YOUR SOLIN GENERATED RECIPE
Lemon Garlic Butter Shrimp with Roasted Asparagus
Savor the fresh, zesty flavors of succulent shrimp bathed in a luscious lemon garlic butter sauce paired with perfectly roasted asparagus. This dish balances a vibrant citrus tang with the rich creaminess of butter, and is finished with a hint of roasted garlic—ideal for a light yet fulfilling meal.
INGREDIENTS
7 ounces Shrimp
1 cup Asparagus
1 tablespoon Unsalted Butter
2 cloves Garlic
1/2 medium Lemon
Salt and Black Pepper, to taste
PREPARATION
Preheat your oven to 425°F for the asparagus.
Trim the woody ends off the asparagus and place them on a baking sheet. Drizzle lightly with a small amount of butter (or olive oil if preferred), season with salt and pepper, and roast for about 10-12 minutes until tender and edge-crisp.
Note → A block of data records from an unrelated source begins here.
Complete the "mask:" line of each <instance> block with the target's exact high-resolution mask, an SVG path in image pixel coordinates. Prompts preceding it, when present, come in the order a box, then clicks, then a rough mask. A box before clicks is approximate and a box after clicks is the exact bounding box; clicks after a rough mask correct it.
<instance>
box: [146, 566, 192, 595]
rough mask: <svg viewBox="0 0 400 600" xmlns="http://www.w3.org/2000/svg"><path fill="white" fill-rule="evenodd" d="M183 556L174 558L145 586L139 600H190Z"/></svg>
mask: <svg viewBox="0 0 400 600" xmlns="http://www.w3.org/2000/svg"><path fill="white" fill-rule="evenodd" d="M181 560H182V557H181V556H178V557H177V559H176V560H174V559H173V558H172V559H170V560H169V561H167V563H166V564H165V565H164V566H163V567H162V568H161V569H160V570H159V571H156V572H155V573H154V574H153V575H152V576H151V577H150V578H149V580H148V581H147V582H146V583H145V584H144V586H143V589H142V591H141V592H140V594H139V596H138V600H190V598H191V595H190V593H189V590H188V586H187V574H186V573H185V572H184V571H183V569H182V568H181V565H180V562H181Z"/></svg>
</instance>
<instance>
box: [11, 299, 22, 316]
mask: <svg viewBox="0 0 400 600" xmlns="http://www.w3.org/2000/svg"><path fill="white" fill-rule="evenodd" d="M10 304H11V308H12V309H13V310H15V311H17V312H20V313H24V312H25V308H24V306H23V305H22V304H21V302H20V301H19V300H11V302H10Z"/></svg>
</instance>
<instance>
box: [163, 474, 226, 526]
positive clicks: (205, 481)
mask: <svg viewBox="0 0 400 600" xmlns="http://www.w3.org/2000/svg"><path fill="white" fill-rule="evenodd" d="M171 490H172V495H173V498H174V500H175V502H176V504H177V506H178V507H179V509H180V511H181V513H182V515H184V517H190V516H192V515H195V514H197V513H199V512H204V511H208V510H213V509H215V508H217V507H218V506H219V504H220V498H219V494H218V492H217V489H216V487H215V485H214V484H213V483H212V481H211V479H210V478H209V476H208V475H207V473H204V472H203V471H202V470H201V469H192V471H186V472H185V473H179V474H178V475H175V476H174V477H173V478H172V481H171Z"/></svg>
Meanwhile, peel and devein the shrimp if needed and pat them dry with a paper towel.
In a large skillet over medium heat, melt the tablespoon of butter. Add the minced garlic (from 2 cloves) and sauté for about 30 seconds until fragrant.
Add the shrimp to the skillet. Sauté for 2-3 minutes on each side until they turn pink and opaque.
Squeeze the juice of half a lemon over the shrimp during the last minute of cooking. Season with salt and pepper to taste.
Plate the shrimp and drizzle any extra garlic butter from the skillet over the top. Serve alongside the roasted asparagus, garnish with a lemon wedge if desired, and enjoy!